In last week's post, I discussed the emotional difficulties associated with worrying about the future. I mentioned that worrying appears to help us reduce our anxiety and uncertainty about the world, but in reality, it perpetuates a vicious cycle of the very same anxiety it’s supposed to help us manage. However, in that post, I did not get a chance to discuss worry’s close cousin: rumination. Thus, today I will provide a brief introduction to the science behind rumination.
In essence, rumination entails thinking repeatedly about one’s shortcomings and mistakes. However, unlike worry, which is focused on the future, rumination is focused on the past. Some of the questions frequently used to assess this process include “why do I always react this way?” and “why can’t I handle things better?”
The process of rumination gained a considerable amount of attention in the early 1990s, when the late Dr. Susan Nolen-Hoeksema (who was my Ph.D. adviser) began documenting how engaging in this repetitive thought process perpetuated negative mood, particularly in individuals prone to depression. Over two decades of research on rumination suggests that it is associated with the development and maintenance of depressive disorders (see Nolen-Hoeksema et al., 2008). Furthermore, research conducted in the past decade indicates that rumination might be a transdiagnostic factor, that is, a process that is associated with a wide range of mental disorders, such as anxiety, eating, and substance abuse disorders (see Nolen-Hoeksema & Watkins, 2011 or one of my papers, Aldao, Nolen-Hoeksema, & Schweizer, 2010).
From Kelly B
So if rumination is so bad for us, why do we keep using it? The answer is simple. Similarly to worrying, rumination gives us the illusion that it can help us understand the world better: “If only I keep asking myself why my date did not seem very excited about me, I will figure out what’s wrong with me.” Or, “If I keep re-hashing my disappointing performance at work, I will be able to understand why I’m such a mess.” Asking ourselves these questions is akin to jumping into a rabbit hole of negativity. Simply by the way they are phrased, they are begging for a negative answer. How can we ever answer “what’s wrong with me” in a positive way? We can’t. In addition, once we do find that negative answer, it never seems to be enough. “It can’t be just that; there must be a lot more that's wrong with me.” So we keep on ruminating.
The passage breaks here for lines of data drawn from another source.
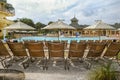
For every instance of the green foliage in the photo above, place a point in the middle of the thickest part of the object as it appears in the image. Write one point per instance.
(105, 72)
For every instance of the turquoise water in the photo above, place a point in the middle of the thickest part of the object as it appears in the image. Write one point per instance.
(40, 38)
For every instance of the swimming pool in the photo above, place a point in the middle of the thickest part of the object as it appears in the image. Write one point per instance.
(40, 38)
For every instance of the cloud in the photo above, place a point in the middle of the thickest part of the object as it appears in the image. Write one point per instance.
(51, 10)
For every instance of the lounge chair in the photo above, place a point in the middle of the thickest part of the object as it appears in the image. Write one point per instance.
(95, 52)
(112, 51)
(19, 53)
(56, 53)
(36, 50)
(76, 52)
(4, 55)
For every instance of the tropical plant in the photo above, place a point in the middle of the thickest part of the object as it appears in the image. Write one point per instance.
(105, 72)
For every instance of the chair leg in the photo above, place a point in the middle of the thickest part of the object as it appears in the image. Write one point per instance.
(3, 64)
(66, 66)
(25, 63)
(46, 64)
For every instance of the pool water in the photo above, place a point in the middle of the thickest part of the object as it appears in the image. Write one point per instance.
(40, 38)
The truth is that there is a lot of stuff that is wrong with us. With all of us. And reflecting upon our mistakes can certainly be a useful and productive thing to do. However, when we become fixated with finding every single thing that is wrong with us, we end up painting ourselves into a corner and it becomes very difficult to take proactive action. In fact, this is what study after study on rumination shows: the more we engage in this process, the less likely we are to actually go ahead and modify those things we don’t like about ourselves and the world (see the work of Ed Watkins from the University of Exeter in the UK & Jutta Joormann from Yale University)
So, as you find yourself engaging in those ruminative questions, try to take a step back and ask yourself another question, “Is this the kind of thinking that is promoting taking action or is it the kind of thinking that is making me feel worse about myself and question my ability to bring about change?”
I know this is super difficult to do because rumination keeps us in a vicious cycle of negativity that makes it challenging to gain the distance we need to question it. But the more we practice, the more skilled we can become at stopping our ruminations. It all begins with trying to notice this type of thought.